Project #3 – Parallel Sorting with OpenMP and MPI
SWE3021 Multicore Computing – Fall 2018
Due date: November 23 (Fri) 23:59pm
1 Goal
The purpose of this assignment is to give you experience writing a message passing program with MPI to building your understanding of message passing.
2 Game of Life
Game of Life is a cellular automaton formulated by the British mathematician, John Orton Conway in 1970. The “game” is a zero-player game, meaning that its evolution is determined by its initial state, requiring no further input. The user just sets up the initial configuration and leaves the game to evolve on its own. Conway invented Life as a simplification of a much more complex model by John Von Neumann. Von Neumann had invented his automaton in a search for a hypothetical machine that could build copies of itself, and Conway’s Life can do the same. What particularly interests the computational community is that Life is Turing Complete, meaning it can compute any algorithm that a conventional computer can.
3 Details
The Game of Life models some genetic laws for birth, death, and survival. Consider a checkerboard consisting of an n-by-n array of cells. Each cell can be either alive (denoted by #) or dead (denoted by .).
The next state of each cell depends on the states of its neighbors. Every cell interacts with its eight neighbours, which are the cells that are horizontally, vertically, or diagonally adjacent. At each step in time, the following transitions occur:
• Any live cell with fewer than two live neighbors dies, as if caused by under-population.

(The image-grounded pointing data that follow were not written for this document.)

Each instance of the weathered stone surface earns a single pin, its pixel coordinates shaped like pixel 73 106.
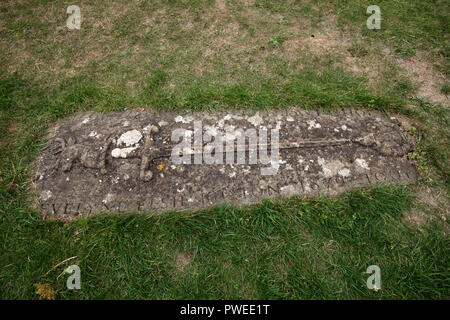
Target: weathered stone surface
pixel 97 163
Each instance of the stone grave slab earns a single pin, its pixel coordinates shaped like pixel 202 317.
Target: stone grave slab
pixel 137 161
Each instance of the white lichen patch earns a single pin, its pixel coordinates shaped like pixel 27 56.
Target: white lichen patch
pixel 46 194
pixel 109 197
pixel 312 124
pixel 183 120
pixel 344 172
pixel 362 163
pixel 129 138
pixel 122 152
pixel 332 168
pixel 288 190
pixel 255 120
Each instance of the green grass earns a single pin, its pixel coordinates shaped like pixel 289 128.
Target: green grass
pixel 314 249
pixel 291 249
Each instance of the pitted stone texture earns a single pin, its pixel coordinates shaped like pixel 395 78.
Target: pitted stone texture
pixel 121 161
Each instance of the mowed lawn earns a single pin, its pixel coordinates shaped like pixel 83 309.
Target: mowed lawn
pixel 215 55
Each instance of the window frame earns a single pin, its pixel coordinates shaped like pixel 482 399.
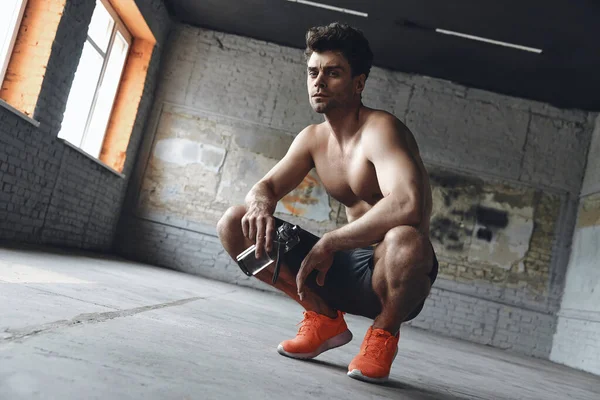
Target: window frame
pixel 119 27
pixel 16 25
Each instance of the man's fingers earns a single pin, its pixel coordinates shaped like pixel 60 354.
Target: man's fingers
pixel 252 228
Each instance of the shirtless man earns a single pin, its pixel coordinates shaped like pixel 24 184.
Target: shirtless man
pixel 380 265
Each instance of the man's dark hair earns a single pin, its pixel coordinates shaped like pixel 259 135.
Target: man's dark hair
pixel 351 42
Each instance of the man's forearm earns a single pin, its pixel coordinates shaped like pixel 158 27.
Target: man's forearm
pixel 372 226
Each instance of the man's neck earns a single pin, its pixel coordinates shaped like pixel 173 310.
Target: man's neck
pixel 344 122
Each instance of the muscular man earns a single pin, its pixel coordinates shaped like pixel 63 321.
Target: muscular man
pixel 381 264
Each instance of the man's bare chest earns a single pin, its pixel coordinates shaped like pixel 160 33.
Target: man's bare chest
pixel 349 177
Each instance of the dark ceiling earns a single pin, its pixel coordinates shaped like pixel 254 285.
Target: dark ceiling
pixel 403 38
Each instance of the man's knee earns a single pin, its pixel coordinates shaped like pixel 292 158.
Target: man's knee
pixel 231 220
pixel 407 252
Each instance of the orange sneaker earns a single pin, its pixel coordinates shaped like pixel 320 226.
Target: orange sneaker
pixel 317 333
pixel 377 353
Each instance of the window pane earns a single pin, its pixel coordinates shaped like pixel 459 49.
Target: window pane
pixel 81 95
pixel 9 10
pixel 101 26
pixel 106 97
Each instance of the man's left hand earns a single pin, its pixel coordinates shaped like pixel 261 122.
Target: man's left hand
pixel 319 258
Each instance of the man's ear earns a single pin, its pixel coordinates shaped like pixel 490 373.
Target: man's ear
pixel 359 83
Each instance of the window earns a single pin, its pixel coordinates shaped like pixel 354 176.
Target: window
pixel 96 81
pixel 11 13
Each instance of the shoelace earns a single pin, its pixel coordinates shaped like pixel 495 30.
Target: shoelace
pixel 307 324
pixel 374 346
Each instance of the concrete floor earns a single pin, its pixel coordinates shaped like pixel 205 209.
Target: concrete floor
pixel 83 327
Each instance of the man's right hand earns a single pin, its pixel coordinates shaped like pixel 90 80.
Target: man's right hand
pixel 258 225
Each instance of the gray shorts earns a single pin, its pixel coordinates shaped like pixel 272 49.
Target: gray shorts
pixel 348 284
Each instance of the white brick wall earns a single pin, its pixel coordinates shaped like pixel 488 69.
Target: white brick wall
pixel 50 193
pixel 577 343
pixel 457 127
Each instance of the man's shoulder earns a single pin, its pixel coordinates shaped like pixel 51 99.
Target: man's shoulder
pixel 311 131
pixel 380 122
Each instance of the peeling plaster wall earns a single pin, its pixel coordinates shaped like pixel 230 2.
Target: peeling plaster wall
pixel 579 316
pixel 506 174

• Any live cell with two or three live neighbors lives on to the next generation.
• Any live cell with more than three live neighbors dies, as if by over-population.
• Any dead cell with exactly three live neighbors becomes a live cell, as if by reproduction.
The initial pattern constitutes the seed of the system. The first generation is created by applying the above rules simultaneously to every cell in the seed—births and deaths occur simultaneously, and the discrete moment at which this happens is sometimes called a tick (in other words, each generation is a pure function of the preceding one). The rules continue to be applied repeatedly to create further generations.
The earliest interesting patterns in the Game of Life were discovered without the use of comput- ers. The simplest static patterns (“still lifes”) and repeating patterns (“oscillators”) were discovered while tracking the fates of various small starting configurations using graph paper, blackboards, physical game boards (such as Go) and the like.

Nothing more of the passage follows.